3 de agosto de 2016

Manhã de agosto

Manhã de agosto, o sol correndo pelas ruas desertas, um breve lençol de alto-cúmulos a alguns seis ou sete mil pés, as escolas encerradas, o país na praia, molhando os pés, esturricando sobre a areia fina, sem nenhum sinal de brisa ou de vento que nos chegue de Espanha. No porto, o cais também deserto, nenhum bulício de chegada próxima, nem passageiros nem bagagens, poucos barcos silenciosos atracados sem sinais vitais, os motores calados, os pavilhões caídos à míngua de vento, uma paisagem sem nenhuma necessidade que se escreva a Ode Marítima. Álvaro de Campos, sem identificação e sem reconhecimento públicos, exposto para as filas de turistas apinhados no passeio fronteiro aos Jerónimos, sob o pseudónimo vulgar de Fernando Pessoa, sem que lhes interesse saber se falava inglês, quem terá sido o arquitecto do mosteiro ou tão pouco quem tenha sido o abastado dono da obra.

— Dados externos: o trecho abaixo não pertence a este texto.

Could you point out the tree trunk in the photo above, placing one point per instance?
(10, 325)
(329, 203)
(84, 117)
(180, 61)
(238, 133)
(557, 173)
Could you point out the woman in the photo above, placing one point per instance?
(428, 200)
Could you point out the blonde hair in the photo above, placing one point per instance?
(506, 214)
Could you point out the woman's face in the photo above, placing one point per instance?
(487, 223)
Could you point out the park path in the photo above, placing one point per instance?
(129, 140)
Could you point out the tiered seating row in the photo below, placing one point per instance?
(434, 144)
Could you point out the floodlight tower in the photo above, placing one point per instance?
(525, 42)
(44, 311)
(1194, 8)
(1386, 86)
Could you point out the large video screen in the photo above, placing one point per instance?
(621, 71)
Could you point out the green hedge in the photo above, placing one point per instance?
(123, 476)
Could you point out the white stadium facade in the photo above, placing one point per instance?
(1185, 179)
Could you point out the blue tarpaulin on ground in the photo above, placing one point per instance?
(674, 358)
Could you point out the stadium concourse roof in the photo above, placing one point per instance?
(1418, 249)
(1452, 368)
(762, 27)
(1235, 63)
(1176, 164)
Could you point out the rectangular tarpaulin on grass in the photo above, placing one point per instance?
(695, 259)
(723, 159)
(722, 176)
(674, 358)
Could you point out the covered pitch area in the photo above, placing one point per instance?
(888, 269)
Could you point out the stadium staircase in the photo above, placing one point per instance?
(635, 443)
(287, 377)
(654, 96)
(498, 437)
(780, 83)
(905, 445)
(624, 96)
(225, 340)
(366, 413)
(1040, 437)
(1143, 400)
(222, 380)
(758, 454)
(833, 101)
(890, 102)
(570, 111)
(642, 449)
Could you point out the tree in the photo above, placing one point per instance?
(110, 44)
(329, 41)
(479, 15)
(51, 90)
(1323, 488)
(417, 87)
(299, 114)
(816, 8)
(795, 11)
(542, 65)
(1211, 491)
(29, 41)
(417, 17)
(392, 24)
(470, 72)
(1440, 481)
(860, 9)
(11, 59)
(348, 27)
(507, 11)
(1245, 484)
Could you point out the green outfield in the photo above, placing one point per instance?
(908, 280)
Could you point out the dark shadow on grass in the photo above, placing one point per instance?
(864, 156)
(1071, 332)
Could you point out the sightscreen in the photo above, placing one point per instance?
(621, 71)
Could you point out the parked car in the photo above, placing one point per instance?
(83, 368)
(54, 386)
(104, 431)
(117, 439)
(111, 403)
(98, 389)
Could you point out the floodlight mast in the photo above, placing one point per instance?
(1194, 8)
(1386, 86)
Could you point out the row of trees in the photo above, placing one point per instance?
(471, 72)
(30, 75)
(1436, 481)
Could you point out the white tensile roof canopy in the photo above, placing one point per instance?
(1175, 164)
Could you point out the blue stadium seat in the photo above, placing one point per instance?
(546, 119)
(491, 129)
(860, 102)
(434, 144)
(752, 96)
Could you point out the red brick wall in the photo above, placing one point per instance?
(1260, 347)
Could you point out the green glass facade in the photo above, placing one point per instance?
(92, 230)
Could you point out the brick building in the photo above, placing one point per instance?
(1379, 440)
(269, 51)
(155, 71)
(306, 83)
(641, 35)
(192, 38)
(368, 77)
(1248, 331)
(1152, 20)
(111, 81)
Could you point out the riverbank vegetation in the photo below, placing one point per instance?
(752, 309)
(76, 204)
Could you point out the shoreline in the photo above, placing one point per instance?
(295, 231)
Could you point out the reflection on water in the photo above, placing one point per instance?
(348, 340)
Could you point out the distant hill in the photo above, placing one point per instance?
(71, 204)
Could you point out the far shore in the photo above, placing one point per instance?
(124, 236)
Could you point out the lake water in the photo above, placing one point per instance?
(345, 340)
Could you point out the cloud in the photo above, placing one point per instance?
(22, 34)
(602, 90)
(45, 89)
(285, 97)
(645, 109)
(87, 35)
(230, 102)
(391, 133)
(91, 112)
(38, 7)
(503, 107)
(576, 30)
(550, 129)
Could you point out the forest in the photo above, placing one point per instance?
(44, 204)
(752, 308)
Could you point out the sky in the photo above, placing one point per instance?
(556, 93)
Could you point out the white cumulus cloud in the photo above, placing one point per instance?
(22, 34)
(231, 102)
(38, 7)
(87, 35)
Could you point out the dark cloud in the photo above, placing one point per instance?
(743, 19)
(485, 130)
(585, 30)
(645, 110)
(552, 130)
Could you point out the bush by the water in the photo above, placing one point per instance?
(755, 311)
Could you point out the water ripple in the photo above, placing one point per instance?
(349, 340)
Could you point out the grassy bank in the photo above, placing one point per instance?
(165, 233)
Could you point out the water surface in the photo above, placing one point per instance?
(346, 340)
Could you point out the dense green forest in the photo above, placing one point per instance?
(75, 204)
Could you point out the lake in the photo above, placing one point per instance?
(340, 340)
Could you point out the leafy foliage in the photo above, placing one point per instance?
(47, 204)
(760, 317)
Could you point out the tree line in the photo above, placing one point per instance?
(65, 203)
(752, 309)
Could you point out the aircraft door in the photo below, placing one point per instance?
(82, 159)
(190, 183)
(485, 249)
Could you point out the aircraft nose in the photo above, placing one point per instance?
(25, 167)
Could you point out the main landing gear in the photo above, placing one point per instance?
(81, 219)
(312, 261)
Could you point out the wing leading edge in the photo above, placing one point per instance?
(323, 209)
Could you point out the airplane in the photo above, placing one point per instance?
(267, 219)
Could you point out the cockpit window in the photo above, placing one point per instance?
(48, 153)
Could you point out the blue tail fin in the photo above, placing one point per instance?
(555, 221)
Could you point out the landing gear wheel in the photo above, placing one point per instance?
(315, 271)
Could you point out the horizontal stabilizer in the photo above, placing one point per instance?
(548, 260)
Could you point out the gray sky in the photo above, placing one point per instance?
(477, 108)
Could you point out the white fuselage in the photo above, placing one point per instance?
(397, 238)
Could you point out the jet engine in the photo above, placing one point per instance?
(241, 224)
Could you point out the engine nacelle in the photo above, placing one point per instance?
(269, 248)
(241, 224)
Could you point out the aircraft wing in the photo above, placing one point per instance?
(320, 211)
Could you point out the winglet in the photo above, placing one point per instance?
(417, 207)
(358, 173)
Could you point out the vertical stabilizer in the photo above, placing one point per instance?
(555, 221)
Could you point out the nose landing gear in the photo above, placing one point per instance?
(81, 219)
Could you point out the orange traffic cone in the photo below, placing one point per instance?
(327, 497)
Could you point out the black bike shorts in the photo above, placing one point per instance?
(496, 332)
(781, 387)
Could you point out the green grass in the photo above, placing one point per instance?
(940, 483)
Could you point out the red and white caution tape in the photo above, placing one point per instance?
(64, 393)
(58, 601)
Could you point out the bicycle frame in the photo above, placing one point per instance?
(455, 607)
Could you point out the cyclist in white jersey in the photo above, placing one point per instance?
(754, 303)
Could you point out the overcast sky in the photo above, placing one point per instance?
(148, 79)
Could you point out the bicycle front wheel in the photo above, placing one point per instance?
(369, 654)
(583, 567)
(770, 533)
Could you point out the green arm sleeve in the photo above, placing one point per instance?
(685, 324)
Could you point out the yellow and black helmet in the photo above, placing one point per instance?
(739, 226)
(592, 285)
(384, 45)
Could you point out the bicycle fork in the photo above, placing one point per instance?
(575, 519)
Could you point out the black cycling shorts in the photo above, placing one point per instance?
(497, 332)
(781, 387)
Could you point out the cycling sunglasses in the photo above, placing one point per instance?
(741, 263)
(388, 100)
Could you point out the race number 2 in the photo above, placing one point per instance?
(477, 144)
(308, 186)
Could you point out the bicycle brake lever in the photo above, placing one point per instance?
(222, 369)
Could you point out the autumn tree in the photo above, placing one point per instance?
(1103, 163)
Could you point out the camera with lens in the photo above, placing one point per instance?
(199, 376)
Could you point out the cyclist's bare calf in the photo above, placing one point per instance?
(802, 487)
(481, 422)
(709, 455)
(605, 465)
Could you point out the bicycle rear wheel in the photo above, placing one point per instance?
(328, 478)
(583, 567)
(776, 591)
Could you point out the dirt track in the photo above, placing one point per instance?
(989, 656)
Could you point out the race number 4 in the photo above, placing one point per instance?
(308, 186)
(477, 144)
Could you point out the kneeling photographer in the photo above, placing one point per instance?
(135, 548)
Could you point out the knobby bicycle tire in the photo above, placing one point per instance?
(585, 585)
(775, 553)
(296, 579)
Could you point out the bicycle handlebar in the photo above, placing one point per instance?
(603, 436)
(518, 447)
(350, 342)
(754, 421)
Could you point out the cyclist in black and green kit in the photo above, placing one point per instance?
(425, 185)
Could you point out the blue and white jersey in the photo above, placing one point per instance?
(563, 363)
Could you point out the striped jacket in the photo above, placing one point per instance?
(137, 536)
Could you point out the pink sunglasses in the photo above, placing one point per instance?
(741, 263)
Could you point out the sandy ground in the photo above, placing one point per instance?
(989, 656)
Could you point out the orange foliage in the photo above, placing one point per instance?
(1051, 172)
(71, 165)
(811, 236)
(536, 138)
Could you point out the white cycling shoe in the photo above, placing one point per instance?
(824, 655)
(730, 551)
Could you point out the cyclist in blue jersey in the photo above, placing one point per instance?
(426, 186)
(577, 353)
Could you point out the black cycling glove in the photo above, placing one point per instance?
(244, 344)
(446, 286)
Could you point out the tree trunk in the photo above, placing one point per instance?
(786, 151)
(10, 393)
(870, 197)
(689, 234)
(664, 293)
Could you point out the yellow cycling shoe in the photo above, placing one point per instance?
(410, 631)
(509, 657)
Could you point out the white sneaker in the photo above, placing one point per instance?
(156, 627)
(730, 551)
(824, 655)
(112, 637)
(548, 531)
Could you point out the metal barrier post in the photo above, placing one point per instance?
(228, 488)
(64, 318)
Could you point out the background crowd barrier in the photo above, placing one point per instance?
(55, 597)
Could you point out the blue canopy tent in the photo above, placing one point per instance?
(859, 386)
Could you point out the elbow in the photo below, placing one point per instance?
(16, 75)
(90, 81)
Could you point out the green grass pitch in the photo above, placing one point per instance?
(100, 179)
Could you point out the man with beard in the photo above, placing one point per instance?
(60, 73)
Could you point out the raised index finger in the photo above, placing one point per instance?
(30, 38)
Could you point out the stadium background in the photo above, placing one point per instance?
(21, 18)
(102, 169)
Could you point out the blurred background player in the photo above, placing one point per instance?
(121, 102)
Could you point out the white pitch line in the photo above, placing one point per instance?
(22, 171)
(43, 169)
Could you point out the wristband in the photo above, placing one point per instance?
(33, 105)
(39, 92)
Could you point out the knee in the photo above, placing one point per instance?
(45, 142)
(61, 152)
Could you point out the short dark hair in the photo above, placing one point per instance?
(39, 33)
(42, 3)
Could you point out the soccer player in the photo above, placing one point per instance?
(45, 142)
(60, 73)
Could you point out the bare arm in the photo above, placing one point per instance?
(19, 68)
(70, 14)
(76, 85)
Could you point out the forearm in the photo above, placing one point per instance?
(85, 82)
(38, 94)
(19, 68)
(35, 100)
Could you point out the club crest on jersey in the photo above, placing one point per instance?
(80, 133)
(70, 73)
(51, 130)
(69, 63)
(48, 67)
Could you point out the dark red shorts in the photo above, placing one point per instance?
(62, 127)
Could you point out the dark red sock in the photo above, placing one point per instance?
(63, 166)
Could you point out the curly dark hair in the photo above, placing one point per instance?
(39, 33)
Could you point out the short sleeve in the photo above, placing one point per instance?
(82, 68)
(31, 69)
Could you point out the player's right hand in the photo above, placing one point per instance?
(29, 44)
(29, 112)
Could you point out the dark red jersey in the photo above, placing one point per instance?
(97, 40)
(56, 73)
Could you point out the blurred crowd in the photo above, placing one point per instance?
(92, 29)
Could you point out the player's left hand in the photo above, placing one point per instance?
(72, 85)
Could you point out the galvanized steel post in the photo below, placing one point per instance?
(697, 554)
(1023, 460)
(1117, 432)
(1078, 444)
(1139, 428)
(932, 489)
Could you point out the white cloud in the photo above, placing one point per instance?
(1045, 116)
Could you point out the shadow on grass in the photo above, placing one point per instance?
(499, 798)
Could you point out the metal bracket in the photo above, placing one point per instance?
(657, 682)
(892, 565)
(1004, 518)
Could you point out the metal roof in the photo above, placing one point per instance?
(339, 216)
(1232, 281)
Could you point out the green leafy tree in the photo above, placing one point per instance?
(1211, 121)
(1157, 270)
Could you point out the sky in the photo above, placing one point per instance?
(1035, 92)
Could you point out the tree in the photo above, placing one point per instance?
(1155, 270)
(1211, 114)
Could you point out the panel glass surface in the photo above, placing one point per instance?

E o venturoso senhor D. Manuel ausente deste lado do rio, desinteressado do ponto mais alto da Torre de Belém, de onde, ainda longe, se divisam as caravelas carregadas de cravinho da Índia e de escravos do Senegal, as velas enfunadas, o vento de feição, a linha de chegada para lá da bruma onde a burocracia da alfândega espera pelo imposto. El rei erecto, postado no centro da vila de Alcochete, onde foi parido, transformado em bronze, virado para o rio, com Lisboa ao fundo, como que adivinhando o terramoto e o regicídio, com o Marquês e a ordem ainda por nascerem. Mesmo na vila ninguém sabe dele, ninguém o viu passar, não esteve no quartel dos bombeiros voluntários, de que certamente é sócio honorário, e não há nenhum palanque montado onde se possa ter recolhido, à espera das largadas de toiros que às vezes correm disparados pelas ruas do povoado.